Noteworthy legal developments
Further, as expected in the early days of the introduction of GST, there have been innumerable legal developments on the GST front and the list is long. Some noteworthy developments are:
The Gujarat High Court provided a ruling in the case of VKC Footsteps India (P.) Ltd. v. Union of India (2020) providing much-needed relief to taxpayers having an inverted duty tax structure.

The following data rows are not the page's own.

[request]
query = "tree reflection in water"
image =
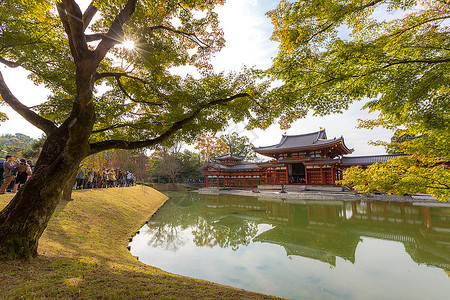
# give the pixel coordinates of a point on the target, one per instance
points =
(320, 230)
(224, 233)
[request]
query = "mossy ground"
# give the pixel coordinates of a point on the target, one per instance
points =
(83, 254)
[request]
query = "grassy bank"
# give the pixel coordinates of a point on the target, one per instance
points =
(83, 254)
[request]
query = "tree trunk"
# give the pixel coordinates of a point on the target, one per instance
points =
(24, 219)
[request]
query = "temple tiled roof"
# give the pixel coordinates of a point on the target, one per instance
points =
(228, 156)
(366, 160)
(308, 140)
(247, 166)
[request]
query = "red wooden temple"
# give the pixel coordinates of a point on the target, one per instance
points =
(297, 159)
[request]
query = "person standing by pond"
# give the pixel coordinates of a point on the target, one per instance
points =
(9, 174)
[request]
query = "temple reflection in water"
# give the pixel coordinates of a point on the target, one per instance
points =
(324, 230)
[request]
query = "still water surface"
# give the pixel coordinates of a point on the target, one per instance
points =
(313, 249)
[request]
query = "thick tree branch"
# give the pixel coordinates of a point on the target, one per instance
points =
(9, 63)
(29, 115)
(94, 37)
(422, 61)
(114, 35)
(116, 126)
(121, 144)
(118, 75)
(88, 15)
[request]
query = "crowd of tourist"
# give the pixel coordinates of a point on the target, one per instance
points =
(15, 172)
(105, 178)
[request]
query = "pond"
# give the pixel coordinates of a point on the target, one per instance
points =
(311, 249)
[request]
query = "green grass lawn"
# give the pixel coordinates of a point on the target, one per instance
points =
(83, 254)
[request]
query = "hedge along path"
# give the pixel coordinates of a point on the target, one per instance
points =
(83, 254)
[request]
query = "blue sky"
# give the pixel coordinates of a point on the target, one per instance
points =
(247, 32)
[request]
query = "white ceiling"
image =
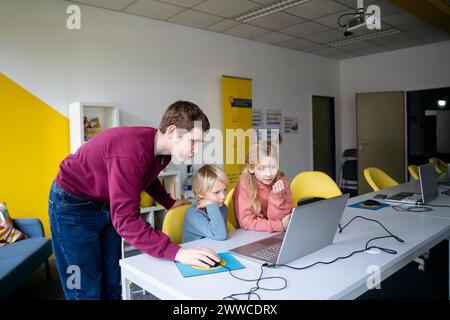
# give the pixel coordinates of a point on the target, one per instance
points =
(308, 27)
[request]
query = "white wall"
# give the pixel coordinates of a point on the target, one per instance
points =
(143, 65)
(423, 67)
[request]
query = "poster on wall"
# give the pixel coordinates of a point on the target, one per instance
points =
(236, 114)
(273, 123)
(258, 121)
(290, 125)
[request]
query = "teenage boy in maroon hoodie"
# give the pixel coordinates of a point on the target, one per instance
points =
(94, 201)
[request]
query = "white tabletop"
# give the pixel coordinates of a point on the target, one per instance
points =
(343, 279)
(441, 200)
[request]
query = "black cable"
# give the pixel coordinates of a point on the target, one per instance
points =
(373, 220)
(253, 290)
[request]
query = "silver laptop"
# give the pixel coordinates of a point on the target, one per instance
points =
(429, 189)
(311, 227)
(445, 176)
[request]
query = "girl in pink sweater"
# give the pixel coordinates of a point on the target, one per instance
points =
(262, 197)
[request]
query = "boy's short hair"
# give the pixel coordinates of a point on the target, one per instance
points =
(205, 177)
(183, 114)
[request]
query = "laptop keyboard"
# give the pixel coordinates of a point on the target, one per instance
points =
(269, 253)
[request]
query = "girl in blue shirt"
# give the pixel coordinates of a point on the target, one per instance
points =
(207, 217)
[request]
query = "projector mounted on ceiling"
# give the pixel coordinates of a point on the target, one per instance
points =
(360, 18)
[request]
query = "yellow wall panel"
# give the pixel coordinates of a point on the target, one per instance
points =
(34, 139)
(236, 114)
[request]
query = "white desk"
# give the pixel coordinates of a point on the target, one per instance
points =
(345, 279)
(413, 186)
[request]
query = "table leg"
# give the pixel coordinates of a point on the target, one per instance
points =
(126, 292)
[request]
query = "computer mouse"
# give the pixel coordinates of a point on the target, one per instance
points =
(215, 263)
(371, 203)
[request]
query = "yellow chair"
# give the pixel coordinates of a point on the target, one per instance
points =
(313, 184)
(440, 166)
(231, 221)
(414, 171)
(378, 179)
(173, 223)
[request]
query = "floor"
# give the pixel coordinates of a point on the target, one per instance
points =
(407, 283)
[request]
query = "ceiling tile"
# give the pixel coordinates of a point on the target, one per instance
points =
(352, 3)
(400, 19)
(277, 21)
(223, 25)
(299, 44)
(305, 29)
(372, 50)
(327, 36)
(420, 29)
(331, 20)
(228, 8)
(316, 8)
(183, 3)
(246, 31)
(346, 55)
(437, 37)
(263, 1)
(273, 38)
(154, 9)
(387, 8)
(327, 52)
(357, 45)
(393, 38)
(406, 44)
(195, 19)
(108, 4)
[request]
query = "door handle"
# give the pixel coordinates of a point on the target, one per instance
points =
(363, 144)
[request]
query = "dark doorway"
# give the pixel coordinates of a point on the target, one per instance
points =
(324, 143)
(428, 125)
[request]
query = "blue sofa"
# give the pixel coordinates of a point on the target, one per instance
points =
(19, 259)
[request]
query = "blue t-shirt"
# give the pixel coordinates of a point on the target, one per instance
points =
(211, 223)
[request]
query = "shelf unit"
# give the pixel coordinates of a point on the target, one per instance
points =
(154, 215)
(106, 113)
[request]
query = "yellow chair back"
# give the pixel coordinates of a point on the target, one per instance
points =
(313, 184)
(231, 221)
(439, 165)
(378, 179)
(414, 171)
(173, 223)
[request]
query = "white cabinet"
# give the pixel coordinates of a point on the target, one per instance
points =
(88, 119)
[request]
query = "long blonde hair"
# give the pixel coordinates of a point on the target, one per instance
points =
(204, 178)
(256, 152)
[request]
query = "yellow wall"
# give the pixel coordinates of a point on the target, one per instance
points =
(34, 139)
(235, 118)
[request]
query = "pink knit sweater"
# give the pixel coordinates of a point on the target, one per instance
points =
(274, 206)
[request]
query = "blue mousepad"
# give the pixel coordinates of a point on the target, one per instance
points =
(226, 259)
(360, 205)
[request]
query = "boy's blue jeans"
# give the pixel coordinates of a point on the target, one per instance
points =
(87, 248)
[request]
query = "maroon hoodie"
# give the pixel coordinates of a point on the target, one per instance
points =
(115, 167)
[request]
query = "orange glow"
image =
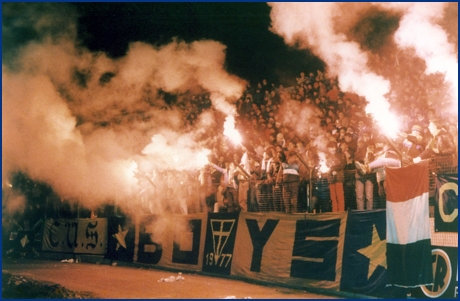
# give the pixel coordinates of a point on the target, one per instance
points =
(322, 163)
(202, 157)
(230, 131)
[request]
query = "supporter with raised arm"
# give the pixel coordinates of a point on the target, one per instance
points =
(441, 142)
(290, 182)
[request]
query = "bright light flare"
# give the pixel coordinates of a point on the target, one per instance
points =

In the said ruling, the court reviewed the provisions of the GST Rule which provide the method of computation of eligible amount for refund and held that the limitation of refund to the extent of Input Tax Credit (ITC) claimed on inputs exceeds the ambit of the base provision (i.e., Section 54 of the CGST Act). The key question addressed was ‘Can a subordinate legislation restrict the right granted under a plenary law?’. Further, the Madras High court held otherwise in another ruling.
The Court observed that the provision in section 54(3) has been wrongly interpreted in Circular No. 79/53/2018 dated 31-12-2018 to deny a refund of ITC on input services and therefore the refund of ITC on input services should also be allowed under inverted duty structure.
While the above-mentioned development could be seen as a welcome relief to the taxpayers, the next development offsets this relief.
The Supreme court of India, in the case of State of Uttar Pradesh Vs Kay Pans Fragrance (P) Ltd. (Supreme Court), observed that High Courts should refer taxpayers to the appropriate authority in instances of detention/seizure of goods for complying with the procedure prescribed under the GST Act.
It stated that the CGST Act read with Rules contains a complete code for release (including provisional release) of seized goods and the same must be followed for appropriate action to be taken. Though this ruling was delivered at the end of 2019, its effects are increasingly being felt since the lockdown in 2020, wherein the taxpayers are finding it difficult to approach jurisdictional High Courts for cases of detention of goods by the authorities.
Every new legislation takes time to evolve and stabilise. Currently, the GST law seems to be evolving more through notifications and circulars and is still far from settling down. The industry and tax professionals will have to learn to adapt to frequent changes in tax positions and associated processes.